Considering these factors, the analyst estimates Ford’s margin to be 7.6% (with more than 9% in North America alone) in 2022 and an operating profit industrial margin of 7.7% in 2022-23.

However, Houchois downgraded the stock from a Buy to a Hold but raised the price target from $20 to $25 (21.1% upside) on the stock. The price target raise reflected largely a higher free cash flow.  

Explaining the rationale behind this, the analyst commented, “We think it is premature to re-rate legacy OEMs [original equipment manufacturers] for their EV progress since earnings remain mostly driven by cyclical shortages, returns remain within historical norms and the EV transition is largely a zero-sum-game initially.”

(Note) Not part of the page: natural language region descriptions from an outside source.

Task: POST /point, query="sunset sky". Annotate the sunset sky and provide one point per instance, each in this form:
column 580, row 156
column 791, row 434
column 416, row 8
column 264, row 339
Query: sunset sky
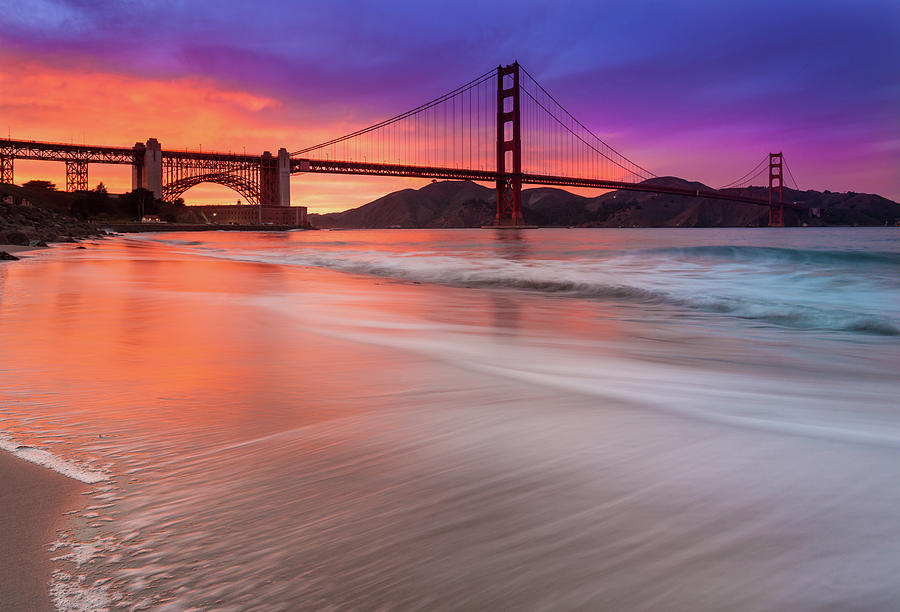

The rest of the analysts on the Street are cautiously optimistic on Ford, with a Moderate Buy consensus rating based on 8 Buys, 7 Holds, and 3 Sells. The average Ford stock prediction of $22.94 implies upside potential of approximately 11.1% to current levels for this stock.

The upbeat outlook on the stock is also supported by the Website Traffic data tool available on TipRanks. This tool indicates that in calendar Q4, Ford’s unique visitors have increased year-over-year by 4.3% to 50.8 million.

Bottom Line

While analysts are cautiously optimistic about both stocks, based on the upside potential over the next 12 months, Rivian seems to be a better Buy.